On the other hand, we've harbor a tendency to hang on to our traditions, obsolete as they might seem, and for the most part this does us more good than harm.
* * * * *
Either way, Tisha b'Av stands apart from the four minor fasts. We don't just grab one day, midyear, and assign it historical importance, long since superseded by subsequent national events. We enter a process of reverse-mourning, and we give ourselves nearly a month to do it, scraping away, little by little, at our every-day comforts until we come to feel some sense of loss.
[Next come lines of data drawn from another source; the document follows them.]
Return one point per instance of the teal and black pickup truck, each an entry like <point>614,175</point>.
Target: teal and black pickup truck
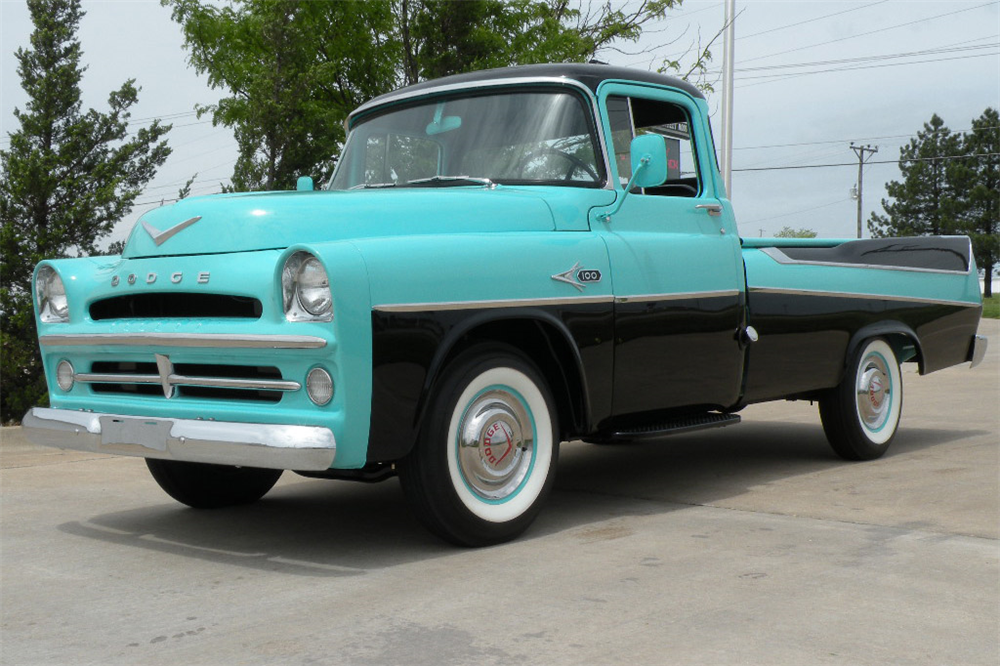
<point>502,261</point>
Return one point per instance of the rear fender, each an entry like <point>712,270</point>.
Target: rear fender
<point>904,341</point>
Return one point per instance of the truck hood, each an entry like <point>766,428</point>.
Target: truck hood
<point>269,220</point>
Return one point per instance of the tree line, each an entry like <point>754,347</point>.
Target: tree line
<point>950,185</point>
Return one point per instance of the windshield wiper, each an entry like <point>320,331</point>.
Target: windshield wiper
<point>372,186</point>
<point>452,180</point>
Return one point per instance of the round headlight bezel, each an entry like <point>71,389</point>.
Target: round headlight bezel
<point>65,376</point>
<point>53,303</point>
<point>305,287</point>
<point>312,288</point>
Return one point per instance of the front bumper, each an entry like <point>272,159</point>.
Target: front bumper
<point>265,445</point>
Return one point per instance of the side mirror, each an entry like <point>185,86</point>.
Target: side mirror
<point>649,161</point>
<point>649,168</point>
<point>443,123</point>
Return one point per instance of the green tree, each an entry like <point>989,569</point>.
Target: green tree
<point>977,183</point>
<point>295,70</point>
<point>922,201</point>
<point>788,232</point>
<point>67,177</point>
<point>951,185</point>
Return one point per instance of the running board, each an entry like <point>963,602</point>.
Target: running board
<point>673,427</point>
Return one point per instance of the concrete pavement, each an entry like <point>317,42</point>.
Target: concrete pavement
<point>747,545</point>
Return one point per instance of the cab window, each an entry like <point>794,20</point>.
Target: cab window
<point>633,116</point>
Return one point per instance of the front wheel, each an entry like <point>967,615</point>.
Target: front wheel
<point>204,486</point>
<point>861,415</point>
<point>486,455</point>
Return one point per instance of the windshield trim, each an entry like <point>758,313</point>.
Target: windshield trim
<point>406,96</point>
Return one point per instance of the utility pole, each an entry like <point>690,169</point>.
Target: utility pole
<point>860,152</point>
<point>727,98</point>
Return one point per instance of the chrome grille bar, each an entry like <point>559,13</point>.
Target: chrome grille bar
<point>203,340</point>
<point>182,380</point>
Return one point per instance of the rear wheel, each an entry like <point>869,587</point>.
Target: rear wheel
<point>204,486</point>
<point>861,415</point>
<point>486,455</point>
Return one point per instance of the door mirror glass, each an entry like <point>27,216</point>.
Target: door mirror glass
<point>650,151</point>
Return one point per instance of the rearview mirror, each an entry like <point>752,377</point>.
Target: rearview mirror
<point>443,123</point>
<point>648,154</point>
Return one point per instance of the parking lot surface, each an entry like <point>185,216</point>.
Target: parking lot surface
<point>752,544</point>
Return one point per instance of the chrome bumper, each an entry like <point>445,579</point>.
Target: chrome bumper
<point>977,350</point>
<point>244,444</point>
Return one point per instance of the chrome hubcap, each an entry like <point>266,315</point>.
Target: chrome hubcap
<point>496,444</point>
<point>874,390</point>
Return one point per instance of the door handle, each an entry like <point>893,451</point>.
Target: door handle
<point>715,210</point>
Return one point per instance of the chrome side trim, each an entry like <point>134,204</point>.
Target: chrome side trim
<point>183,380</point>
<point>777,255</point>
<point>679,296</point>
<point>845,294</point>
<point>495,83</point>
<point>267,445</point>
<point>506,303</point>
<point>201,340</point>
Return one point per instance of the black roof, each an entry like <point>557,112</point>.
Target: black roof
<point>590,75</point>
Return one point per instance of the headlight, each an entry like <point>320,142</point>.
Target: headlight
<point>305,289</point>
<point>53,306</point>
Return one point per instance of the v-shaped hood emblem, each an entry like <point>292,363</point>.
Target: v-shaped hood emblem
<point>160,237</point>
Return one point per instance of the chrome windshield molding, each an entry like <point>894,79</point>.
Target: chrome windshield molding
<point>182,380</point>
<point>200,340</point>
<point>777,255</point>
<point>404,95</point>
<point>267,445</point>
<point>480,305</point>
<point>680,296</point>
<point>846,294</point>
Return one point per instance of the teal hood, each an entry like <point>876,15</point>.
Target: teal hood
<point>260,221</point>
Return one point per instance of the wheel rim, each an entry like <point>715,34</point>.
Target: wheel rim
<point>496,444</point>
<point>874,392</point>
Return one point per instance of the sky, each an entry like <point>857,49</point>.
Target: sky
<point>810,78</point>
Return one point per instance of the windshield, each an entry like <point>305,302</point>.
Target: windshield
<point>535,137</point>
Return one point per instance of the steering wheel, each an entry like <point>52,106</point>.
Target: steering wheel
<point>575,162</point>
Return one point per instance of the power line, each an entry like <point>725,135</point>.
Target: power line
<point>868,138</point>
<point>843,164</point>
<point>872,58</point>
<point>872,32</point>
<point>781,77</point>
<point>812,20</point>
<point>797,212</point>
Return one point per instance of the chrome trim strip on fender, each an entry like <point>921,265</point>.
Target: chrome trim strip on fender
<point>679,296</point>
<point>777,255</point>
<point>477,305</point>
<point>844,294</point>
<point>200,340</point>
<point>273,446</point>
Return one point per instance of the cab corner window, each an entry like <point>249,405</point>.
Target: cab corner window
<point>632,116</point>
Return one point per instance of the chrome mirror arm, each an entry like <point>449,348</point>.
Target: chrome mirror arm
<point>606,215</point>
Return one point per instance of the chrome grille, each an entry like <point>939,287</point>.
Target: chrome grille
<point>175,305</point>
<point>196,380</point>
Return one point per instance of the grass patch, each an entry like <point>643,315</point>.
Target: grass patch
<point>991,307</point>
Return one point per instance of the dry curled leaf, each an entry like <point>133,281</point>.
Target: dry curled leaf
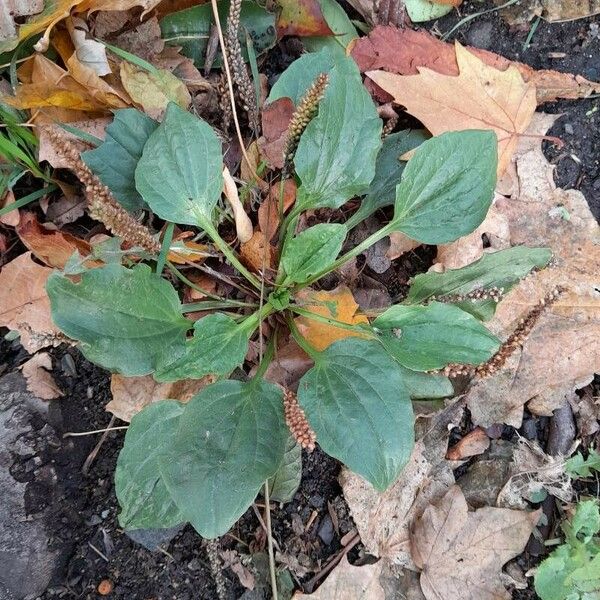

And yet, despite all these collective efforts, I know I am not alone in saying that most years, it's a real challenge to really make the loss feel tangible. No Temple? No big deal. We've gone without that for nearly two millennia. As for the victims -- the previous generations who died at the hands of the Assyrians, the Greeks, the Romans -- they'd all be long gone by now in any event. How can I learn to feel that loss deeply and personally?
We don't fool ourselves either -- as mourning goes, this is not exactly the Real Deal. Unlike individual mourners, physically demarcated and emotionally isolated from their visitors, on Tisha b'Av we all sit together on the floor, reading out Lamentations for all to hear. When Tisha b'Av ends, we don't isolate ourselves, avoiding haircuts and new clothes and parties. We resume our lives, since we have not, in fact, just lost a mother, a child, a brother.
Unless, G-d forbid, we have.
This Tisha b'Av I will continue struggle, as I do every year, to make our ancient national losses feel personal. But this year, I know, this personally-felt loss will echo the national tragedy it truly is.
May the family be comforted among the mourners of Tzion and Jerusalem.